A 60-word message to announce the celebration of Parents’ Day instead of Father’s and Mother’s Day has raised a fronde against a Quebec elementary school and its second-grade teachers. The controversy, fueled by Radio X and seized on by the leader of the Conservative Party of Quebec, Éric Duhaime, even finds an echo in the corridors of the National Assembly.
Originally, it was an initiative to consider the diversity of family realities that cohabit in the classroom. In a message sent to parents on Tuesday, second-grade teachers at La Chanterelle school in Val-Bélair announced their intention not to specifically celebrate mothers and fathers this year, but rather parents.
The morning show of Radio X, claiming the “scoop”, immediately climbed the barricades. “It’s the deconstruction of the traditional family, a frontal attack on parenthood”, was indignant on his Facebook account. A few publications later, the teachers behind the initiative became the spearhead of the “extremist leftist woke agenda” which “rolls at full speed in the offices of the teachers”.
The Center de services scolaire de la Capitale (CSSC) wanted to make a “clarification”, stating from the outset that the teachers had taken the initiative without its knowledge. “Some students in their classes do not have a mother or father or are in foster care,” explains the CSSC. The latter said he was convinced that it was a “benevolent intention”, before adding that “obviously, the communication was clumsy”.
Éric Duhaime quickly got on this workhorse. “The wokism that is invading Quebec schools”, he wrote on social networks, summoning the Minister of Education, Bernard Drainville, to “sound the end of recess”.
Echoes to the National Assembly
In a tweet, Minister Drainville said, “It was never about removing moms or dads from our schools. And there will never be any question of it either”. A too timid reaction to the taste of the Conservative Party, which asked, on Wednesday, for the sending of a clear directive “to prohibit the cancellation of Mother’s Day and Father’s Day”, seeing in the initiative of the teachers of the he La Chanterelle school is not “an isolated case, but a trend”.

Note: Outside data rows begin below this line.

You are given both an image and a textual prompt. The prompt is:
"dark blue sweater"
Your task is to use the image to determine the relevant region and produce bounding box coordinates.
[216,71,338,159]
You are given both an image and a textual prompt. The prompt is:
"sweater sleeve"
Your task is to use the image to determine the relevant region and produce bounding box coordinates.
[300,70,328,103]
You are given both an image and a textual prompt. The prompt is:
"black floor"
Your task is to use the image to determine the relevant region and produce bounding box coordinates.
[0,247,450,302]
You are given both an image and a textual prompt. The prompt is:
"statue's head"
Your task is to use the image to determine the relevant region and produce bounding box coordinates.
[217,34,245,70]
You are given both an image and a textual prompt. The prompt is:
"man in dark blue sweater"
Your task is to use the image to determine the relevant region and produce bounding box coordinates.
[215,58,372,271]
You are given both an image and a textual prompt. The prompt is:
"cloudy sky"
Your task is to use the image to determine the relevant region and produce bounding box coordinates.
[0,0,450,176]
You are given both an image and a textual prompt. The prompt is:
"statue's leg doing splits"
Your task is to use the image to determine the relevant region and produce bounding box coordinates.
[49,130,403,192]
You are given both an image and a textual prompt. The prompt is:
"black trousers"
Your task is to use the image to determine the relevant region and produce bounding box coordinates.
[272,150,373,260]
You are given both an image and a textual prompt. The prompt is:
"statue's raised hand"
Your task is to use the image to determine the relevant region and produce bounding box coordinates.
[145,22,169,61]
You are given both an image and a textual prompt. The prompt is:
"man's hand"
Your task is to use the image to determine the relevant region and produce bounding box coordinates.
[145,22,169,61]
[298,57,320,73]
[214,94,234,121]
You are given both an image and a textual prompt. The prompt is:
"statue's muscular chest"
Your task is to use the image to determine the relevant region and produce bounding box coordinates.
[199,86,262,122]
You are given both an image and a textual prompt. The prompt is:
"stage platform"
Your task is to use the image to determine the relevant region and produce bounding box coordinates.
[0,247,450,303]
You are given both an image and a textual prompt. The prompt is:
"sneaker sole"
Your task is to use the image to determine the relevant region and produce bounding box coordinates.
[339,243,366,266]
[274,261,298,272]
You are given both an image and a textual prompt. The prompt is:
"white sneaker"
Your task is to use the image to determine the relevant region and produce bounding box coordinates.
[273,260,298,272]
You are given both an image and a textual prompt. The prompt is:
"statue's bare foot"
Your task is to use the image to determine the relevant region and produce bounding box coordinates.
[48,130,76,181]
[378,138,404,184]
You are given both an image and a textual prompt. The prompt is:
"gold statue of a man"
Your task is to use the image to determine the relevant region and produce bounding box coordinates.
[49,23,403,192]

“It’s not the school’s role to celebrate Mother’s Day first and foremost,” admitted Éric Duhaime in an interview with The duty, THURSDAY. It’s up to the families. But me, what I don’t like is that once again, we’re trying to erase gender. That’s what worries me: the woke drift. In his eyes, the sling against the celebration of a parents’ day in schools is similar to another crusade recently led by his party, this time against the reading of children’s stories by drag artists.
On Wednesday morning, the parties reacted to the controversy. “We must not suggest that we are going to erase or that we are going to question Mother’s Day,” indicated the interim Liberal leader, Marc Tanguay. I think that those on the ground who put forward this initiative were in good faith, since there is no question in the morning of erasing Mother’s Day. »

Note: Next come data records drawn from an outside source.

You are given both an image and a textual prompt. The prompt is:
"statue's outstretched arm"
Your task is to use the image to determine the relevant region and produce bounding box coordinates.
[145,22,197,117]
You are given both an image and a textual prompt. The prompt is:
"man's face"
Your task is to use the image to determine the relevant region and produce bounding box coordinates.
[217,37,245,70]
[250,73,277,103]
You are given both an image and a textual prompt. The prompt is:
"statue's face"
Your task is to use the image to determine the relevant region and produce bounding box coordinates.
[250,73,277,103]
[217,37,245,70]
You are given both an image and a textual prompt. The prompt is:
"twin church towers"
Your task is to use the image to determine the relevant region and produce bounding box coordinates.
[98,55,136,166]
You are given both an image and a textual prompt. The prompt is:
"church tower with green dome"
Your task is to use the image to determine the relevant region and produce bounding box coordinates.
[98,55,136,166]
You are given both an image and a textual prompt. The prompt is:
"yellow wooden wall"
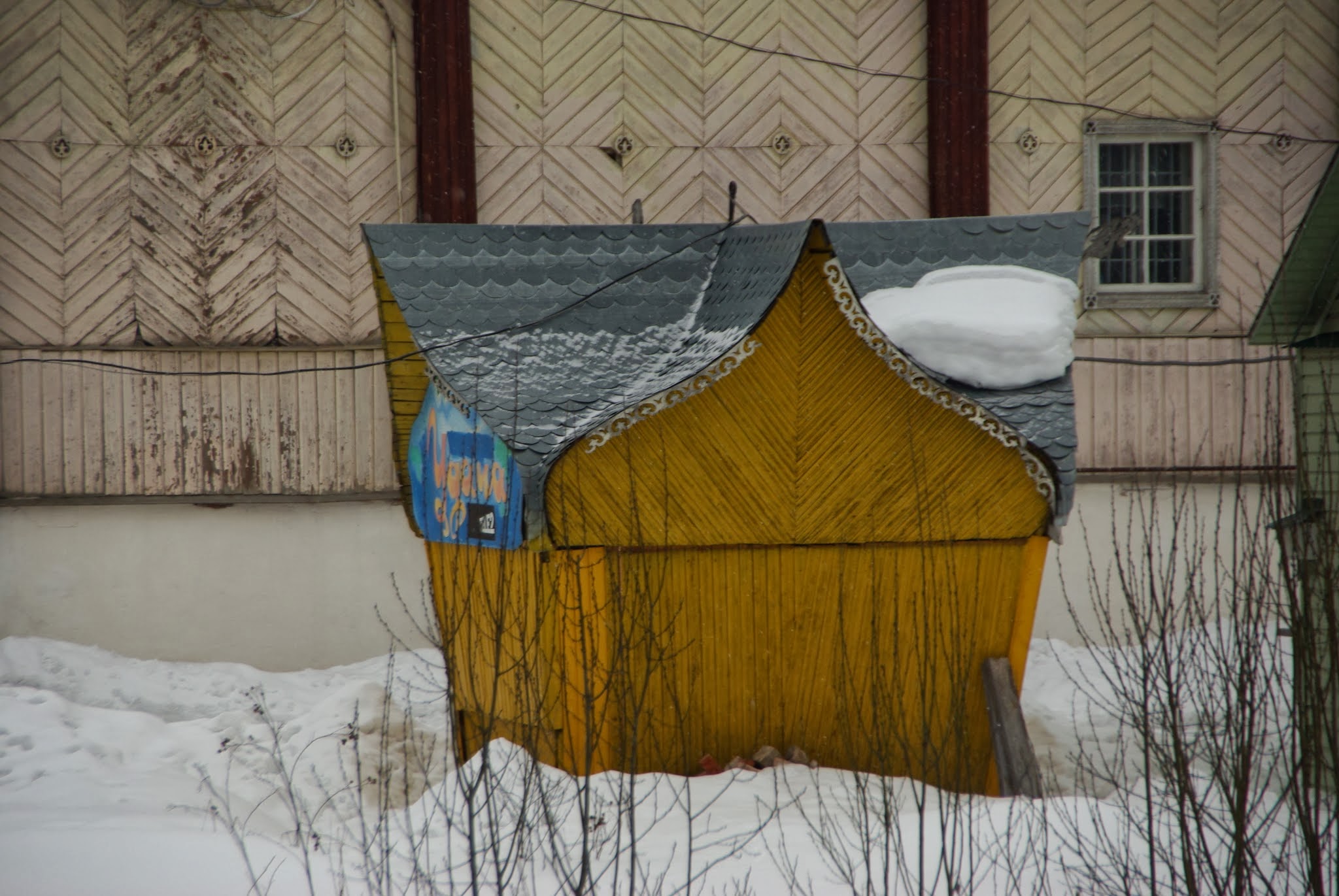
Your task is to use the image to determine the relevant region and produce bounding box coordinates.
[547,227,1049,546]
[428,537,1047,791]
[368,252,428,535]
[417,227,1049,790]
[609,540,1027,790]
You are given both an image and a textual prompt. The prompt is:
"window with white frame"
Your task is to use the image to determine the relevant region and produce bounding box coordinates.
[1085,120,1217,308]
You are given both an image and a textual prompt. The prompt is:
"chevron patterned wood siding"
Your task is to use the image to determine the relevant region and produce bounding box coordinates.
[0,0,415,494]
[470,0,928,224]
[989,0,1339,336]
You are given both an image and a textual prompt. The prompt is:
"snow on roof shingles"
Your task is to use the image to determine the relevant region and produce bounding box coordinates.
[826,212,1089,526]
[363,221,810,532]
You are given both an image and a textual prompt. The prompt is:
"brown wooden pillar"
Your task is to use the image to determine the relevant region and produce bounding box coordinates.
[926,0,991,218]
[414,0,478,224]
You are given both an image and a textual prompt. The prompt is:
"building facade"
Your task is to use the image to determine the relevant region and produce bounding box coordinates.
[0,0,1339,650]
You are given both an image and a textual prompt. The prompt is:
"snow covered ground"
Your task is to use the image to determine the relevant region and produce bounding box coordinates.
[0,637,1323,896]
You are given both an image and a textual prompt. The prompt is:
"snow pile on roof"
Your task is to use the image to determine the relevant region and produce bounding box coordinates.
[862,265,1079,388]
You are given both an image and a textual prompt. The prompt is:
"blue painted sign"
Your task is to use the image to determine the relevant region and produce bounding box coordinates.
[409,383,521,548]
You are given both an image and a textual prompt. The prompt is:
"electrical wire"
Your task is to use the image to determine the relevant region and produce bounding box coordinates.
[1074,355,1292,367]
[0,221,750,378]
[565,0,1339,146]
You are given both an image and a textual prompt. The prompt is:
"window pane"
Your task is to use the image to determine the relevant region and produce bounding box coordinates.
[1098,241,1144,282]
[1098,193,1144,233]
[1149,143,1195,186]
[1096,143,1144,186]
[1149,190,1195,236]
[1149,240,1195,282]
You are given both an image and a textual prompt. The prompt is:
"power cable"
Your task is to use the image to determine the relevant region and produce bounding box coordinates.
[566,0,1339,146]
[1074,355,1292,367]
[0,221,750,378]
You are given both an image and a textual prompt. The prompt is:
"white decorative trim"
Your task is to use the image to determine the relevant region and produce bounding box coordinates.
[426,361,470,414]
[586,336,762,454]
[824,259,1055,512]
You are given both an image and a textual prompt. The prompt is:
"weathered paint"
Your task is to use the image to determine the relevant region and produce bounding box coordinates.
[0,348,396,497]
[428,539,1044,790]
[1072,336,1293,473]
[988,0,1339,335]
[409,384,522,549]
[415,227,1050,790]
[368,253,428,535]
[414,0,478,224]
[547,230,1050,546]
[925,0,991,218]
[1008,536,1051,694]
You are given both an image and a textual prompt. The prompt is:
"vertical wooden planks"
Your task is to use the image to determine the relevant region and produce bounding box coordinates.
[1074,336,1292,470]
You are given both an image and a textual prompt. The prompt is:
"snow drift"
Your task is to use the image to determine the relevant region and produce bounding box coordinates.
[862,265,1079,388]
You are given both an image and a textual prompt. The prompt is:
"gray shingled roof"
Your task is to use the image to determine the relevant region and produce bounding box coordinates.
[826,212,1089,526]
[363,214,1087,533]
[363,221,810,533]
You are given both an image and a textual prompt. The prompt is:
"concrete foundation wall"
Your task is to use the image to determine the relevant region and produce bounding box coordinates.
[0,482,1274,670]
[0,501,427,671]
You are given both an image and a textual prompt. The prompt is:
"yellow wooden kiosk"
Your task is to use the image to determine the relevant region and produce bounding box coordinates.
[364,214,1087,790]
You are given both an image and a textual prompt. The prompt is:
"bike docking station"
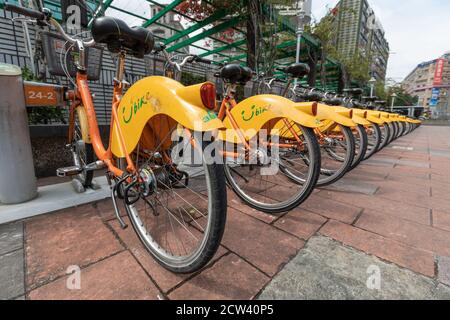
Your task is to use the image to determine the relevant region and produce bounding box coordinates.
[0,63,110,224]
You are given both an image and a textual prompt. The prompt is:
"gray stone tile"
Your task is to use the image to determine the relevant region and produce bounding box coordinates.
[259,236,450,300]
[0,222,23,256]
[0,250,25,300]
[438,257,450,286]
[321,177,380,196]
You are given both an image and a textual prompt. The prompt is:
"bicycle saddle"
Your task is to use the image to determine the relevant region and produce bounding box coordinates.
[284,63,311,78]
[323,98,344,106]
[91,17,155,58]
[219,64,253,85]
[362,97,378,102]
[344,88,363,96]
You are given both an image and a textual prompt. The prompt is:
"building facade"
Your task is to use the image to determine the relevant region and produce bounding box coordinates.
[402,52,450,119]
[332,0,389,81]
[147,4,189,53]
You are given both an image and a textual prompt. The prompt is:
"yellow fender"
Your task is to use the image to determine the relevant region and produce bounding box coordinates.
[317,103,356,127]
[219,94,320,143]
[367,110,386,125]
[380,112,394,123]
[352,109,371,126]
[111,76,223,158]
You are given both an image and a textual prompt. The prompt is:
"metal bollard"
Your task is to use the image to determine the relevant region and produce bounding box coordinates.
[0,63,37,204]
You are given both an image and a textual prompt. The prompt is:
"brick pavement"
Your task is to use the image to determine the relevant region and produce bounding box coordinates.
[0,127,450,299]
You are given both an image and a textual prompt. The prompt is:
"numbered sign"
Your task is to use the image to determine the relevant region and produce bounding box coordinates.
[24,81,66,107]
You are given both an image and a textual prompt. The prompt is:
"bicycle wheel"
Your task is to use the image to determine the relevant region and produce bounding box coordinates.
[364,123,382,160]
[349,125,369,171]
[378,123,391,151]
[123,126,227,273]
[387,122,395,145]
[70,106,95,188]
[317,125,355,187]
[224,123,320,214]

The spokesperson for solidarity, Gabriel Nadeau-Dubois, quickly opposed an end of inadmissibility to the claims of the conservative leader to the effect that a movement is underway, in Quebec, to cancel Mother’s and Father’s Day.

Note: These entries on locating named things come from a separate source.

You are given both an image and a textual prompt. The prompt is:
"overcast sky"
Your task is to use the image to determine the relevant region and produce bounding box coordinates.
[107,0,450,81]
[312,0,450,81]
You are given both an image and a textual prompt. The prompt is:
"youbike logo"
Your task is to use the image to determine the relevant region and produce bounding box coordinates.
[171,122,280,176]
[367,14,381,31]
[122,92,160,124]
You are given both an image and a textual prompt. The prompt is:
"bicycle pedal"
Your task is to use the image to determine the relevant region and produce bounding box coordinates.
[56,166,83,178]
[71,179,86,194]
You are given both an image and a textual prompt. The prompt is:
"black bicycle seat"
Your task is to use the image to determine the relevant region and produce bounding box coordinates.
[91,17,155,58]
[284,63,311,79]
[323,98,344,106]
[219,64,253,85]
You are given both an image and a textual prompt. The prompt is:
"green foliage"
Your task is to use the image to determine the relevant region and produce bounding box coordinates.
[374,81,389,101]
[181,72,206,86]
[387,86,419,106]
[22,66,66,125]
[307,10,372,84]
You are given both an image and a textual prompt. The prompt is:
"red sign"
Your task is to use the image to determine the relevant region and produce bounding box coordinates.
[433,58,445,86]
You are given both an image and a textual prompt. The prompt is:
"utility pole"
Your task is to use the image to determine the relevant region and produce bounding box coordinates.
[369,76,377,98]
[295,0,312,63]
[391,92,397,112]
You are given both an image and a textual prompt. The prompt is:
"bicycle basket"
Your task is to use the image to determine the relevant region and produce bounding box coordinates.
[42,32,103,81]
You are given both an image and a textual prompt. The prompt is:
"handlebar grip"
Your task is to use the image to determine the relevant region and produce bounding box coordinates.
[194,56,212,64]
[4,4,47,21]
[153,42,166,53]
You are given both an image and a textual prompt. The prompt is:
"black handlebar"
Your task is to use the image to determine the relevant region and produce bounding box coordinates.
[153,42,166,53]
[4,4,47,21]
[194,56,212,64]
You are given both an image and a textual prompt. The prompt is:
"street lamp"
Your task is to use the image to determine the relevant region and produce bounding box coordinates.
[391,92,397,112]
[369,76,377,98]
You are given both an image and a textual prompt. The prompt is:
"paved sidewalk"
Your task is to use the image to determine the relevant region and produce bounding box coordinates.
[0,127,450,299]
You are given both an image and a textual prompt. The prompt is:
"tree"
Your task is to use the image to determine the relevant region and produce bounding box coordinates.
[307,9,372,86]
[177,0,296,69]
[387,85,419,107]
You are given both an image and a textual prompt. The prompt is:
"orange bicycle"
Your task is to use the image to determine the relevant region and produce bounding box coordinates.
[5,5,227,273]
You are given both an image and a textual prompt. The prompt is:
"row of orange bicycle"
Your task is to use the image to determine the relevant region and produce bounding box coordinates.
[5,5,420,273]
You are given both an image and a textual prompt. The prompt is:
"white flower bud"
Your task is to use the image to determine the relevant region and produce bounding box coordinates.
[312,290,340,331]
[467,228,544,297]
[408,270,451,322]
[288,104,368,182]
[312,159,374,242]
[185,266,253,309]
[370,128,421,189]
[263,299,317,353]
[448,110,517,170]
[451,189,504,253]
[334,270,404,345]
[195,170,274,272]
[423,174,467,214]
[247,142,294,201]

“There are so many real problems in education: teachers are missing everywhere, there are schools in ruins and there are politicians who try to make us believe that the priority, that the affair of state, today is Mother’s Day, it’s Father’s Day. This is not serious. »
Teachers taken to task
The identity of the teacher who signed the letter at the origin of the controversy quickly circulated on social networks. Since then, she has closed all her accounts on social networks, without responding to requests from the Duty.
Éric Duhaime denies having fueled the controversy that today splatters a handful of primary school teachers in Quebec. “If there are people who want to bully these girls […], of course I condemn him in the strongest possible terms, affirms the Conservative leader. The discourse of people who think like us must take place in the public square rather than through insults or threats. »
Mr. Duhaime and his party have recently seized several controversies by the horns to attract media attention. The government’s recent about-face on the third link has fueled an anger that the Conservative leader hopes to translate into a vote in his favor in the next election. In the process, the party launched a petition to demand the resignation of Minister Éric Caire.
Online, it had collected 3,500 signatures in just 55 minutes. A month later, the craze is slowing down: the digital petition totals around 12,000 signatures while the door-to-door campaign has collected 3,000 more. The objective was to obtain, in the space of 60 days, some 30,000 signatures — the number sufficient to dismiss the CAQ minister under the bill that the latter himself had tabled when he sat on the benches of the opposition.